Catharsis, part two: Requiem for a Chemical Romance

realityrewind.com
realityrewind.com

A few weeks ago, My Chemical Romance broke up in a surprise announcement on their website. While they hadn’t put out a full-length since 2010’s Danger Days, they’d recently released a series of 10 singles in five installments, under the umbrella title Conventional Weapons, in late 2012 and early 2013. I can’t stress enough how great those songs are.

They’re just 10 amazing modern-punk tracks that show off MCR’s ambition and pure power in a straightforward way, unencumbered by the concepts of their last two full-lengths. It’s telling that they were recorded before Danger Days, and not just because one of tracks, “Make Room!!!!,” is a clear blueprint for “Na Na Na,” the single off their now-final record. “Make Room!!!!” is definitely my pick for the best rock song of 2013, so far. These songs could easily find radio-play and maybe even critical acclaim, if rock radio (and, arguably, rock in general, #sorrykids) wasn’t afflicted with terminal brain cancer.

raving-unicorns.deviantart.com
raving-unicorns.deviantart.com

Let’s get to the catharsis. I discovered MCR when most of the world did, shortly after Three Cheers for Sweet Revenge came out in 2004. I was 17 at the time and ate it up like the die-hard emo kid I was at the time. But, I turned on it quickly and unfairly, when I got more into indie music and felt like the only “emo” that had artistic merit was Bright Eyes. I unfairly categorized them as just another band that was part of a genre with little chance at genuine longevity.

This changed, dramatically, with The Black Parade. I don’t think even MCR’s diehard fans were prepared for that album. I was knocked the fuck out by it when I heard it on my first college Christmas break in 2006. Consider all of its highlights. There’s the opening one-two punch of “The End.” and “Dead,” the despair-fueled fury of “This is How I Disappear” and “The Sharpest Lives.” There’s the soaring pathos of the power ballads “Welcome to the Black Parade,” “I Don’t Love You” and “Cancer.” For me, most of all, the top three tracks are “Sleep,” “Teenagers” and “Disenchanted.”

Those three songs were and still are an emotional murder-hole for me. The way Gerard Way devolves from the chorus of “Just sleep” to a high-pitched scream of pure, the palpable pain at the end of “Sleep,” and the brief glam-rock highs of “Teenagers” (offset by its cheerful nihilism – “another cog in the murder machine”) make the album. The devastation of “Disenchanted” is the pièce de résistance. The song’s chorus – “You’re just a sad song, with nothing to say, about a lifelong wait for a hospital stay, and if you think that I’m wrong, this never meant nothing to you” – embodied my freshman year feelings about life so completely. It was almost unlistenable. I felt bereft of hope and purpose then. That album and the music of Nine Inch Nails quite literally kept me alive because I could identify with art fueled by the same confusion and sadness that I could not shake for the life of me.

www.andrewkendall.com
www.andrewkendall.com

The deep trauma of MCR frontman Gerard Way’s crippling insecurity and alcohol/pill addiction is all over Parade, largely because he’d been sober for almost two years before the album’s recording. As a result, it resonates more fully to the listener (and is more affecting) than the emotional core of a song like “I’m Not Okay (I Promise),” which is a bit too tethered to its embodiment of teenage laments.

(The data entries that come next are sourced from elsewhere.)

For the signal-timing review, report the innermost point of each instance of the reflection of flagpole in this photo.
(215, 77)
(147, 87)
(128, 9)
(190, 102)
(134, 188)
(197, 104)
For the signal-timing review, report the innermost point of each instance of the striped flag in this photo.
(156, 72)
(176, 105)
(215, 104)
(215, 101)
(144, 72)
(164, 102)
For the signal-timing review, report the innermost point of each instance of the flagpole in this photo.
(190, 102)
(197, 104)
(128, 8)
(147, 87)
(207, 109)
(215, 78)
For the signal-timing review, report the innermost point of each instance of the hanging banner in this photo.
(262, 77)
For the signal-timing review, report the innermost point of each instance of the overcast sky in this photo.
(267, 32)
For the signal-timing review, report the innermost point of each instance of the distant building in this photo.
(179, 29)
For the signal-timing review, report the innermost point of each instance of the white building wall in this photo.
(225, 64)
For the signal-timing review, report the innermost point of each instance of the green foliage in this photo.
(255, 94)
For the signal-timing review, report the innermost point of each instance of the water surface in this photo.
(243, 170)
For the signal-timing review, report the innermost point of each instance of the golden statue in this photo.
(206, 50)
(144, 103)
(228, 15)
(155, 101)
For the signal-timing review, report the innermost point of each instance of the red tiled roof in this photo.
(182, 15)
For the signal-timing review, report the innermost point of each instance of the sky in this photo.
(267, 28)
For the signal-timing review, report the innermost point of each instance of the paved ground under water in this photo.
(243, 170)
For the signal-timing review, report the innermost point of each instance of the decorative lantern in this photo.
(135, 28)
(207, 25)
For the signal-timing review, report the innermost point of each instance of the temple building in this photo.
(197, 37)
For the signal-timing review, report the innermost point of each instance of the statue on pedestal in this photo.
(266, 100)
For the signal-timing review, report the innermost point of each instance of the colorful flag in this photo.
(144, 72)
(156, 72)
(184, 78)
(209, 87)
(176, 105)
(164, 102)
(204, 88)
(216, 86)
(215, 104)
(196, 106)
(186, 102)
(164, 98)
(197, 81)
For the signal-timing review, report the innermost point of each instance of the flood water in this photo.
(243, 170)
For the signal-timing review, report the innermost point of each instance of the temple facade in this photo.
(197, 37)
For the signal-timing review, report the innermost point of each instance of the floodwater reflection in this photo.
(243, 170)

The Black Parade certainly holds up more strongly seven years later than some of MCR’s other work. Yet, you can’t say that Three Cheers doesn’t retain its own form of power, even if it feels more like a collection of quality singles than an album. Its first six songs – “Helena” through “The Ghost of You” – pack a greater punch than any record by MCR’s peers at the time (with the possible exception of Brand New’s Déjà Entendu). The second half is more uneven, but none of it is bad.

Even Danger Days, certainly the weirdest entry in MCR’s catalog, is not without significant appeal. It may be overly tethered to its concept – the last band ever, essentially, playing on a rebel radio station in a vague dystopian/totalitarian future. However, the bizarre synth-pop flourishes on it mesh curiously well with the band’s aesthetic. Songs like “SING,” “The Only Hope for Me is You,” “S/C/A/R/E/C/R/O/W” and “The Kids from Yesterday” absolutely recall that feeling of cathartic release that’s so prominent in their best music.

As often happens when bands break up, I miss MCR’s presence in the music landscape more now that they’ve removed themselves from it than I did when they were around, but not releasing new music. This is sort of hypocritical, but fuck it. The band is bound to retain relevance that its genre kin will not, Fall Out Boy’s impending comeback notwithstanding. With any luck, MCR may in time enjoy a renaissance much like Nine Inch Nails is about to enter. Even if they don’t, those like me, and hopefully many others, will return to their discography and feel the immense cathartic rush of one of the best bands from an oft-maligned branch of music.